La prima Guide du Routard (letteralmente Guida del viaggiatore con zaino in spalla) sarà pubblicata nel 1973 sulla scia delle guide per backpacker americane, dalla casa editrice Gedalge, l’unica ad aver accettato la proposta editoriale precedentemente presentata a ben 19 case editrici.

La guida copriva la totalità del pianeta in 230 pagine, rivestite con una copertina psichedelica. Esse contrariamente alle consuetudini dell’epoca e in un certo senso con piglio rivoluzionario, presentavano alberghi e ristoranti adatti a viaggiatori dal basso budget.

Le Routard riflettono uno stile di vita particolare, sinonimo di libertà, giovinezza, sfrontatezza e curiosità, legato ai valori del melting pot, dell’ecologia, del rispetto dei popoli. Inoltre le guide offriranno spesso le loro pagine a tutti coloro che combattono contro il razzismo, l’Aids e la distruzione dell’ambiente, ad associazioni come Amnesty International, Survival, WWF, Greenpeace, Médecins du Monde. A seguito della morte del proprietario della piccola casa editrice, Gloaguen entrò in contatto con Gérald Gassiot- Talabot, direttore della divisione turismo dell’Hachette, che allora si occupava dell’edizione delle Guide Blu, e nel 1975 l’editrice francese pubblicò quattro volumi delle Routard.

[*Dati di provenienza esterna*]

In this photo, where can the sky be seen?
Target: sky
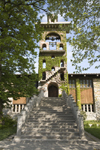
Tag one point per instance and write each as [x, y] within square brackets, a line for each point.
[70, 68]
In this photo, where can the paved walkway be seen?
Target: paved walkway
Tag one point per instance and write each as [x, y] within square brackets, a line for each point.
[50, 144]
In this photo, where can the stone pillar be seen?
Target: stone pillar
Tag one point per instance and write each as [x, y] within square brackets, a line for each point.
[15, 108]
[90, 108]
[19, 108]
[22, 107]
[78, 93]
[87, 107]
[83, 107]
[96, 85]
[81, 126]
[19, 124]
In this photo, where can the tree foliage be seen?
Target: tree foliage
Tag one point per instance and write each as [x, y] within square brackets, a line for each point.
[85, 29]
[19, 34]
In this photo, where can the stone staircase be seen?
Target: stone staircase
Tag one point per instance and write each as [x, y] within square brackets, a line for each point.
[52, 120]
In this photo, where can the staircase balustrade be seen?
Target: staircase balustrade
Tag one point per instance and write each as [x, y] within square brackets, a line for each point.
[25, 113]
[76, 112]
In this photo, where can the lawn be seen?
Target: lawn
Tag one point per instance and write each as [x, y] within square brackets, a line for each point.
[93, 127]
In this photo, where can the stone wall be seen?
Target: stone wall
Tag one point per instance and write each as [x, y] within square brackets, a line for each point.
[96, 85]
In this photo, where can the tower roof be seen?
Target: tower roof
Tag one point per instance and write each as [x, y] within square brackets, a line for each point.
[54, 24]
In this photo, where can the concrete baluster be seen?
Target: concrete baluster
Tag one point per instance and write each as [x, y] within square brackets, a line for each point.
[19, 124]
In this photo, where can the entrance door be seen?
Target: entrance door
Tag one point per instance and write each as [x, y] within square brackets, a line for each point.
[53, 91]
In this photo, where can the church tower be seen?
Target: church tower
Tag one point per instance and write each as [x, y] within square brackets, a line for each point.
[53, 57]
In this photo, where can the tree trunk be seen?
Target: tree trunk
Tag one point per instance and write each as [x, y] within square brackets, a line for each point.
[1, 108]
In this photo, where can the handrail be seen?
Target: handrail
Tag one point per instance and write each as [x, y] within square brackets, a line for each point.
[75, 110]
[25, 113]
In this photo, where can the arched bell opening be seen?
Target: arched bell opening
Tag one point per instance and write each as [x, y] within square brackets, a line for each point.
[44, 47]
[53, 38]
[44, 63]
[52, 90]
[44, 76]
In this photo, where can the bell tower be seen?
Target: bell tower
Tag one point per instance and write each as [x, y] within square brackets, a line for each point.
[53, 57]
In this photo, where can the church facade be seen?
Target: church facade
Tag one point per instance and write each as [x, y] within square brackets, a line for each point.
[53, 74]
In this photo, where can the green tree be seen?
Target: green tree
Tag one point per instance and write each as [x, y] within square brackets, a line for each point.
[85, 28]
[19, 34]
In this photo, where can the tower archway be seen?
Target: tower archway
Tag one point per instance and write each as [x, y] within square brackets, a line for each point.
[52, 90]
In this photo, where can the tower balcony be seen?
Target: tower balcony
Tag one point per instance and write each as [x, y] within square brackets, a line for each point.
[52, 48]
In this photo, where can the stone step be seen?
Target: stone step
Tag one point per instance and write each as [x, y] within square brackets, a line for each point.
[51, 111]
[51, 118]
[26, 137]
[48, 133]
[48, 126]
[53, 115]
[52, 143]
[50, 121]
[38, 129]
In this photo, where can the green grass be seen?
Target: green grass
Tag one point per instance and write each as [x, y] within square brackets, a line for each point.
[94, 129]
[5, 132]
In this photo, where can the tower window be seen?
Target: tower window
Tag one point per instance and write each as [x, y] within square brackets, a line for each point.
[44, 64]
[62, 76]
[61, 47]
[62, 63]
[44, 46]
[53, 69]
[52, 56]
[43, 76]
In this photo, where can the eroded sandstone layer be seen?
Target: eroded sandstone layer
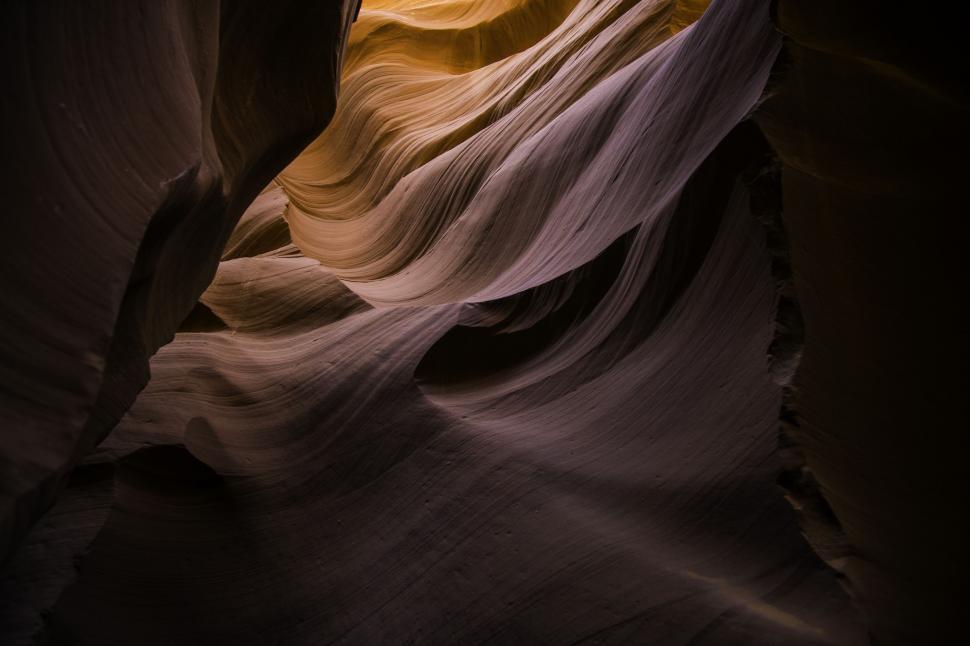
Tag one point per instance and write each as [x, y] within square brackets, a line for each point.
[498, 357]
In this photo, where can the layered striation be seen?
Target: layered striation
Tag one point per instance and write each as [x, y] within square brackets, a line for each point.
[136, 134]
[487, 362]
[497, 357]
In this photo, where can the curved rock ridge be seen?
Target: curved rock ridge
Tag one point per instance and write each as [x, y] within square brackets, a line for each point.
[486, 363]
[136, 133]
[600, 103]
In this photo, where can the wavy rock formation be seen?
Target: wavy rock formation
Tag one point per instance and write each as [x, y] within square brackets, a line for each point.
[498, 357]
[136, 133]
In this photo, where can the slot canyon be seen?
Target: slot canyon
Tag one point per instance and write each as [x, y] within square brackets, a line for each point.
[482, 322]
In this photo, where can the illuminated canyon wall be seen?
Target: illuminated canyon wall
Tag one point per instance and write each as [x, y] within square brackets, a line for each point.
[475, 322]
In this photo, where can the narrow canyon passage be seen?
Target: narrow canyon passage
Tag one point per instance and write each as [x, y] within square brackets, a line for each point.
[436, 322]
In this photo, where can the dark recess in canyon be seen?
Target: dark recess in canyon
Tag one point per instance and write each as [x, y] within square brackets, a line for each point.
[525, 321]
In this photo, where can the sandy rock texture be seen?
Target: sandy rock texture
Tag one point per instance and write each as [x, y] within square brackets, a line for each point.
[516, 350]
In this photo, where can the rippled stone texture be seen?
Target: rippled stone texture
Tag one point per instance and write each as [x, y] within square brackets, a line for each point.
[498, 357]
[135, 134]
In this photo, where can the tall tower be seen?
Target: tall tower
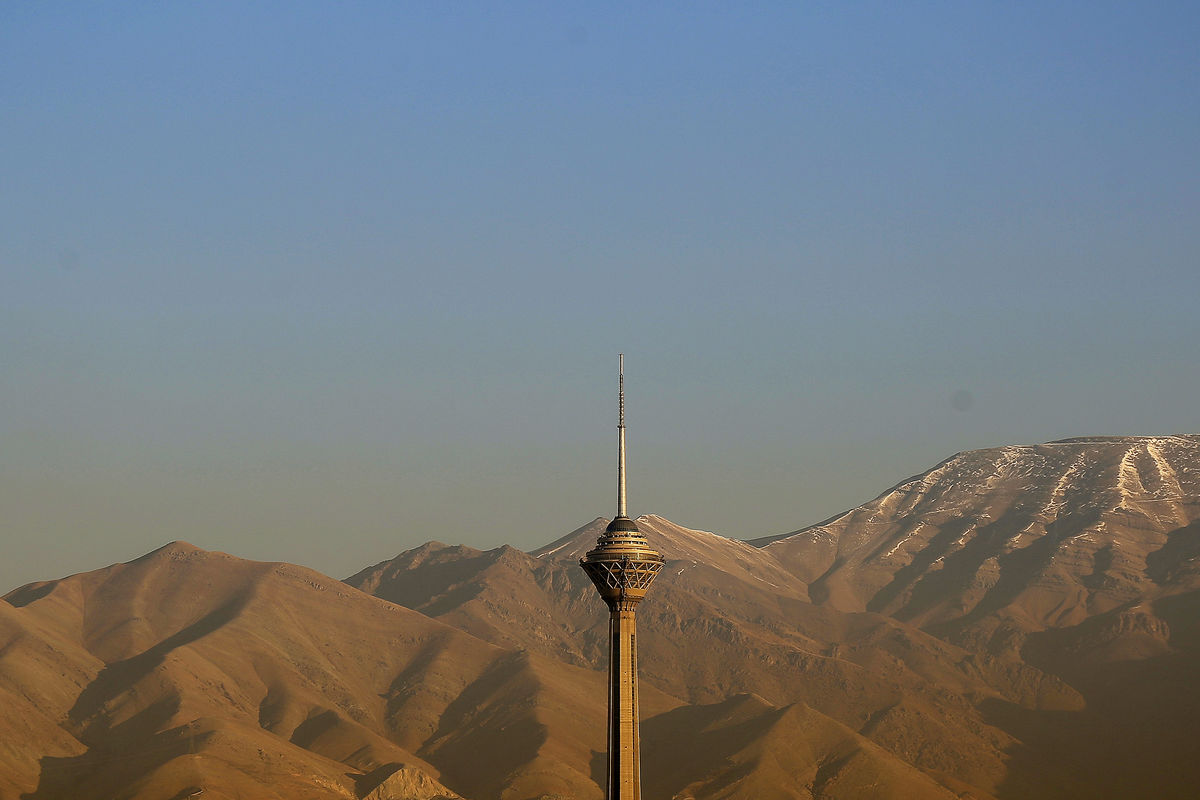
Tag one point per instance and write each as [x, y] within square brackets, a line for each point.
[622, 566]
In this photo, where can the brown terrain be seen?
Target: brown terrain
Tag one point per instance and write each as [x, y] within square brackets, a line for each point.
[1015, 623]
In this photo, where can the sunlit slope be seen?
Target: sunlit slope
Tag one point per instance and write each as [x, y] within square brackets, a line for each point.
[725, 619]
[192, 668]
[1078, 557]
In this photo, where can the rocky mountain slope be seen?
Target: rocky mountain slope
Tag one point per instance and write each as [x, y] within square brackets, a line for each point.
[1015, 623]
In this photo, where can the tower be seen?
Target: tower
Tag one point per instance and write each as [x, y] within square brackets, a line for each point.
[622, 566]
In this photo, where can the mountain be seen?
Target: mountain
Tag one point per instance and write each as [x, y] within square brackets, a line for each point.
[724, 620]
[1080, 558]
[192, 669]
[1014, 623]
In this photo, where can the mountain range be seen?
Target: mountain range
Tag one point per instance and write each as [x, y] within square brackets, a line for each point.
[1018, 621]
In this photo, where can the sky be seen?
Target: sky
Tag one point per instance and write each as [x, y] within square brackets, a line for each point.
[318, 282]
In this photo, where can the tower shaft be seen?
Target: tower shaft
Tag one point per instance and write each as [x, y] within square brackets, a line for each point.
[622, 566]
[624, 738]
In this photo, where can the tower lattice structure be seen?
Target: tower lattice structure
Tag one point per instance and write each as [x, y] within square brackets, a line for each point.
[622, 566]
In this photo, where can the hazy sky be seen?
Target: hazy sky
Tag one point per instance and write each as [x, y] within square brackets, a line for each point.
[321, 281]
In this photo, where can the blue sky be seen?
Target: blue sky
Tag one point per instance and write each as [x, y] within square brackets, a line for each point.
[318, 282]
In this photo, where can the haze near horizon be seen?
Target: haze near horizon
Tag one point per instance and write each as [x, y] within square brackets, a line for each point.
[318, 283]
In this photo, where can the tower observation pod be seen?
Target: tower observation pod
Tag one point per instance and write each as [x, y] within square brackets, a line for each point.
[622, 566]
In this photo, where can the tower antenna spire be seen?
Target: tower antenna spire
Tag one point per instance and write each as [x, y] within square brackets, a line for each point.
[621, 435]
[622, 566]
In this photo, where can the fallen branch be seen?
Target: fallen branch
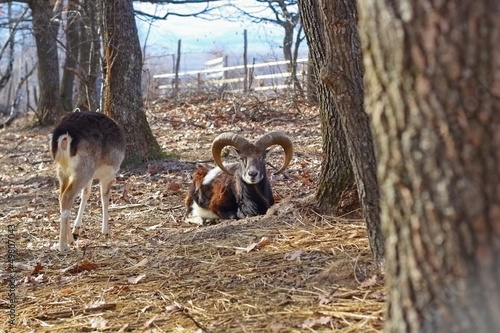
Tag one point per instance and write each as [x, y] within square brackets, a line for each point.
[74, 312]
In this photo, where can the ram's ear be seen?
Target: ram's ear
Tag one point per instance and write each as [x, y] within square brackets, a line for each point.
[231, 151]
[270, 149]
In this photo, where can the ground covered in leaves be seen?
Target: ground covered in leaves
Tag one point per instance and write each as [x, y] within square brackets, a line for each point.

Nel 1980 i titoli della collana saranno dieci, dedicati ai paesi stranieri, ma il successo delle vendite porterà alla decisione di allargare la raccolta a guide che si occupino in particolar modo della Francia. Dal 2010 le Guide du Routard hanno una propria applicazione per iPhone e iPad, Le Routard Look.

Nonostante i lettori nel tempo si siano imborghesiti e siano diventati più esigenti, richiedendo indicazioni per hotel di lusso piuttosto che per ostelli, la guida non ha mai perso del tutto la propria identità, al contrario il brand della collana è stato applicato ad una serie di produzioni editoriali come le collane di romanzi Le Polar du Routard, compilation musicali Disques du Routard o le guide della jeep Renault Kangoo.